Bahar Dar est à 1855 m d'altitude. Le nom "Bahar Dar" signifie "Les portes du lac", parce que Bahar Dar jouit d'une situation privilégiée au bord du lac Tana. C'est la "ville source du Nil Bleu".


Prenant sa source au lac Tana et s'étalant sur une longueur de près de 800 km à travers le pays, le Nil Bleu est le plus grand fleuve d'Éthiopie. Il est l'un des deux bras qui forment le Nil en rejoignant le Nil Blanc au Soudan.

Chargé d'histoire et bercé de légendes, le Nil Bleu regorge de sites d'intérêts, à l'instar de ses impressionnantes chutes, qui sont sans surprise le site naturel le plus visité du pays.

On atterrit à 9h 15.
Il fait très chaud, on estime à bien 28°.

Le terrain d'aviation le plus folklo du voyage

Le terrain d'aviation de Bahar Dar est le plus folklo qu'on ait vu de toute l'Ethiopie. C'est un champ au milieu du village, là où les enfants jouent au ballon. Et quand l'avion arrive pour atterrir, c'est à dire une ou deux fois par jour, tous les gosses se retirent à toute vitesse, et l'avion atterrit.

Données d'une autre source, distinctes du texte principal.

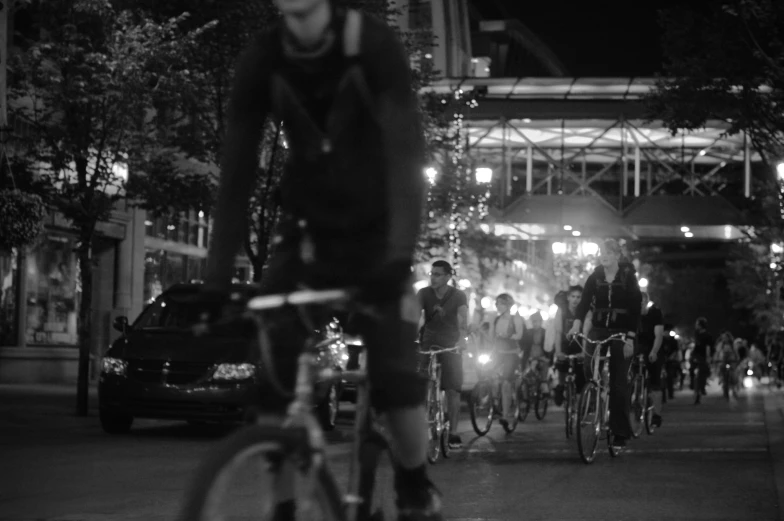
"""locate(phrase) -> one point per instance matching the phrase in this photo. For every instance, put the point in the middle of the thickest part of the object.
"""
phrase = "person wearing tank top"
(507, 332)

On se rend à pied jusqu'à notre hôtel. Oui, à pied, de "l'aéroport" !
Il fait très chaud et sec. Ici on espère la pluie depuis des mois.

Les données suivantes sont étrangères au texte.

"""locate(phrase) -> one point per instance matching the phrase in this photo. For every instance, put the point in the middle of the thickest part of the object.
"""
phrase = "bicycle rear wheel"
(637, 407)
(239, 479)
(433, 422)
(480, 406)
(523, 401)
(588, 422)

Les longues allées bordées de palmiers et la présence d'un palais sur les hauteurs de la ville témoignent de l'ancienne ambition de l'empereur Hailé Sélassié de vouloir faire de Bahar Dar la capitale moderne de l'Éthiopie.


Les chutes du Nil Bleu à TISSIAT

On part vers 11 hres du matin.
Tissiat signifie "l'eau qui fume", ou "fumée de feu" en amharique.


Situées à une trentaine de kilomètres en aval du lac Tana, les chutes du Nil Bleu, également appelées "Tis Issat" qui signifie eaux fumantes, se déversent à 45 mètres de hauteur sur 400 mètres de large.

Elles représentent ainsi, après les chutes Victoria, les deuxièmes plus grandes chutes d'eau du continent africain. Elles offrent un paysage à couper le souffle dans un vrombissement permanent...


On se rend à Tissiat en voiture. Environ une trentaine de kilomètres, donc.
Puis il faut marcher à peu près 1/2 heure.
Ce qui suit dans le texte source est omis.